The narrative follows Adriana’s journey into adulthood, focusing less on Vivaldi as Enrico introduces his daughter to society, where she quickly becomes a sought-after object of affection. As Adriana recognizes wryly at her first public appearance, “The air of mystery was part of my allure; it seemed the entire republic knew that I had been essentially locked away in my family’s palazzo until this evening. The d’Amato wealth was equally to thank for such attention.” Still in love with Vivaldi, Adriana steels herself against all attempts to win her heart, but when the handsome and kind Tommaso Foscari begins courting her, she weakens.

While she tries to resist, through a combination of her own conflicting desires and her father’s iron will, she is engaged within a few months. She is also, unbeknownst to all but her maid and manservant, carrying Vivaldi’s child.

Although Adriana pleads with Vivaldi to run away with her and raise their child together, he chooses reinstatement at one of the city’s most famed musical institutions, la Pieta, over her. Adriana is devastated. Shortly after they part, her “condition” is discovered and Adriana’s life begins to spiral downward uncontrollably — her engagement to Tommaso is broken, and she is locked in her rooms until her father decides her fate.

Heartsick, she laments, “I had not thought that anything could be as consuming as the love I had for him, until I knew the anguish of losing him. And was there anything as tragic as the fact that sorrow should be a deeper ocean in which to drown than love?”

It is at this point in Adriana’s story that Palombo’s decision to follow her across more than three decades of her life begins to show strain. It’s difficult to watch the young woman who once dreamed of running away with her first love adjust to her difficult fate. Nevertheless, she finds a heartening joy. “Time passed,” she reflects, “in the peaceful and quietly joyful manner to which I had become accustomed since the births of my children…I spent as much time with them as I could, determined that their childhoods should be as happy and carefree as possible.”

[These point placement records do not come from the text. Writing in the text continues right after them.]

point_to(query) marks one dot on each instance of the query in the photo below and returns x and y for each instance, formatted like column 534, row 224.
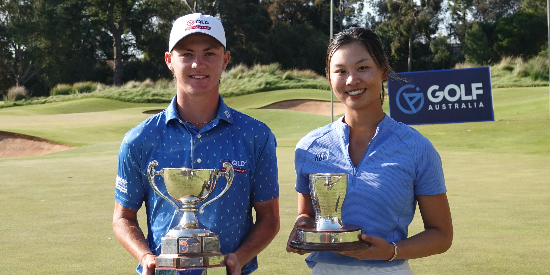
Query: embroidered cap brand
column 196, row 23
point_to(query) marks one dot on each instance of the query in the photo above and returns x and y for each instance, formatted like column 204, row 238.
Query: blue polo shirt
column 235, row 137
column 399, row 163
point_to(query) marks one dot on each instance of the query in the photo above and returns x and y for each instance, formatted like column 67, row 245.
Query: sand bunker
column 14, row 145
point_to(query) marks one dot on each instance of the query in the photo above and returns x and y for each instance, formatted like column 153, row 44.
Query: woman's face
column 355, row 78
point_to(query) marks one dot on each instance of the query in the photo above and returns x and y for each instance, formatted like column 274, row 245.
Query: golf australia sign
column 448, row 96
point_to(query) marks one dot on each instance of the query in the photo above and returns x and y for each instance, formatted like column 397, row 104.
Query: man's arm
column 129, row 234
column 262, row 233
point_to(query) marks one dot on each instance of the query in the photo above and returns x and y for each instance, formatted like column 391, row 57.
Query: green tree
column 535, row 6
column 297, row 46
column 150, row 25
column 71, row 42
column 442, row 53
column 491, row 10
column 523, row 33
column 460, row 10
column 411, row 21
column 113, row 15
column 20, row 52
column 476, row 46
column 246, row 33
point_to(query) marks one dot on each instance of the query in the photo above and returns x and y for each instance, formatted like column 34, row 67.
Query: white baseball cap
column 196, row 23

Yet Adriana is never truly free of her memories of Vivaldi, nor of her former fiancé, Tommaso. Palombo’s attempt to recreate the emotional connection between Adriana and Vivaldi in their later years falls somewhat flat, as if each of them is reaching halfheartedly across an abyss they both know cannot be spanned.

One of Adriana’s most powerful insights comes near the end of the book, when she realizes that “love between a man and a woman can take many forms. It need not be a grand, sweeping passion that can carry you to ecstasy and also destroy you. Instead it can be a quieter love, mingled with friendship and respect and desire and a wish to make each other happy.”

It is this thread, perhaps, that runs through the whole of Palombo’s ambitious, sweeping first novel: There are many forms of love, all with their own kinds of suffering and beauty.

Mariko Hewer is a born-and-raised Washingtonian whose hobbies include reading, running, and writing. Her favorite superhero is Daisy Johnson and her favorite food is saag paneer.